Login failure: Admin approval is required when using Entra ID OIDC

The Entra ID app integrated with Seqera must have user consent settings configured to "Allow user consent for apps" to ensure that admin approval is not required for each application login. See User consent settings.

Google SMTP: Username and Password not accepted errors

Previously functioning Seqera Enterprise email integration with Google SMTP likely to encounter errors as of May 30, 2022 due to a security posture change implemented by Google.

To re-establish email connectivity, see these instructions to provision an app password. Update your TOWER_SMTP_PASSWORD environment variable with the app password, then restart the application.

Logging

v22.3.1: Broken Nextflow log file

A Seqera Launcher issue has been identified that affects the Nextflow log file download in version 22.3.1. A patch was released in version 22.3.2 that addresses this behavior. Update to version 22.3.2 or later.

Miscellaneous

Maximum parallel Seqera browser tabs

Due to a limitation of server-side event technology implementation in HTTP/1.1, up to five tabs can be open simultaneously (per browser product). Any more will remain stuck in a loading state.

Monitoring

Integration with 3rd-party Java-based Application Performance Monitoring (APM) solutions

Mount the APM solution's JAR file in Seqera's backend container and set the agent JVM option via the JAVA_OPTS env variable.

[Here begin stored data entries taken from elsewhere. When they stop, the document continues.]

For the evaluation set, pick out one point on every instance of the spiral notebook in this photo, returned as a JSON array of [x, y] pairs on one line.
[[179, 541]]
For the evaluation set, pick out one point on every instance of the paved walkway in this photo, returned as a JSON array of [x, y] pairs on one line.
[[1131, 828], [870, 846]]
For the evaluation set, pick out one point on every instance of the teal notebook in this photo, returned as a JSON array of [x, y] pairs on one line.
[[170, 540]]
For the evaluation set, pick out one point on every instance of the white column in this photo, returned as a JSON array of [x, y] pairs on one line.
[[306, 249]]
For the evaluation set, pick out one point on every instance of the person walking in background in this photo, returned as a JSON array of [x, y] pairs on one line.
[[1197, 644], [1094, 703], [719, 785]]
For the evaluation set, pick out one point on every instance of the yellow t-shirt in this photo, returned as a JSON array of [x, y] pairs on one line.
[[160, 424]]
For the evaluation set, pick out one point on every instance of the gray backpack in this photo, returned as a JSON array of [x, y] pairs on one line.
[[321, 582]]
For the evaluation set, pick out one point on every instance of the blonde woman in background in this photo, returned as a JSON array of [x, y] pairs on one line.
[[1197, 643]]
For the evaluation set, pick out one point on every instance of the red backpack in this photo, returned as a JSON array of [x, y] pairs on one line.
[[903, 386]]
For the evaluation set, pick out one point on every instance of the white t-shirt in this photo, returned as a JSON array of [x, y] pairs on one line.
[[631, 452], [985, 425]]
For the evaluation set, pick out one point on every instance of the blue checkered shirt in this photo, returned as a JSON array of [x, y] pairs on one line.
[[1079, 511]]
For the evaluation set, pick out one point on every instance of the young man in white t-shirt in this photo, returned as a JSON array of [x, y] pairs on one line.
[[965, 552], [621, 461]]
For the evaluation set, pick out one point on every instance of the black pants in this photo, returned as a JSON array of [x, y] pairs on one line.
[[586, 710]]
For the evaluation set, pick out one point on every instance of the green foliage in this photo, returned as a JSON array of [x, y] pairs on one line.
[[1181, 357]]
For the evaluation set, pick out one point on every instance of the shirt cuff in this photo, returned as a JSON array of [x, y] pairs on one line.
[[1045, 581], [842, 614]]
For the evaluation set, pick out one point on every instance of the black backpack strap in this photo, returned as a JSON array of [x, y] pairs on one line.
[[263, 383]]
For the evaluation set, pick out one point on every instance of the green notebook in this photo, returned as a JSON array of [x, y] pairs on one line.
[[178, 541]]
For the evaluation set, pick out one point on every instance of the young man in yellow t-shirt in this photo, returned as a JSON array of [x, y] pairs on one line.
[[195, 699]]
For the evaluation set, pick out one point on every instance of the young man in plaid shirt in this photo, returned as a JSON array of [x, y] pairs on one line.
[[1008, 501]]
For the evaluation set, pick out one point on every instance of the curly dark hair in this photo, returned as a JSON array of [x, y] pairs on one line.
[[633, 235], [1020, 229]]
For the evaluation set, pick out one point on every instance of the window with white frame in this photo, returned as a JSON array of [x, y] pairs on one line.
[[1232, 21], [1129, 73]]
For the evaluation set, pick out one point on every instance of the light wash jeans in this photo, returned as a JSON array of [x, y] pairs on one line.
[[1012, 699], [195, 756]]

Retrieve the trace logs for a Seqera-based workflow run

Although it's not possible to directly download the trace logs via Seqera, you can configure your workflow to export the file to persistent storage:

  1. Set this block in your nextflow.config:

    trace {
    enabled = true
    }
  2. Add a copy command to your pipeline's Advanced options > Post-run script field:

    # Example: Export the generated trace file to an S3 bucket
    # Ensure that your Nextflow head job has the necessary permissions to interact with the target storage medium
    aws s3 cp ./trace.txt s3://MY_BUCKET/trace/trace.txt

Runs monitoring: Seqera Platform intermittently reports Live events sync offline

Seqera Platform uses server-sent events to push real-time updates to your browser. The client must establish a connection to the server's /api/live endpoint to initiate the stream of data, and this connection can occasionally fail due to factors like network latency.

To resolve the issue, please try reloading the Seqera browser tab to reinitiate the client's connection to the server. If reloading fails to resolve the problem, please contact Seqera support for assistance with webserver timeout settings adjustments.

Nextflow configuration

Default Nextflow DSL version in Seqera

From Nextflow 22.03.0-edge, DSL2 is the default syntax.

To minimize disruption on existing pipelines, version 22.1.x and later are configured to default Nextflow head jobs to DSL 1 for a transition period (ending TBD).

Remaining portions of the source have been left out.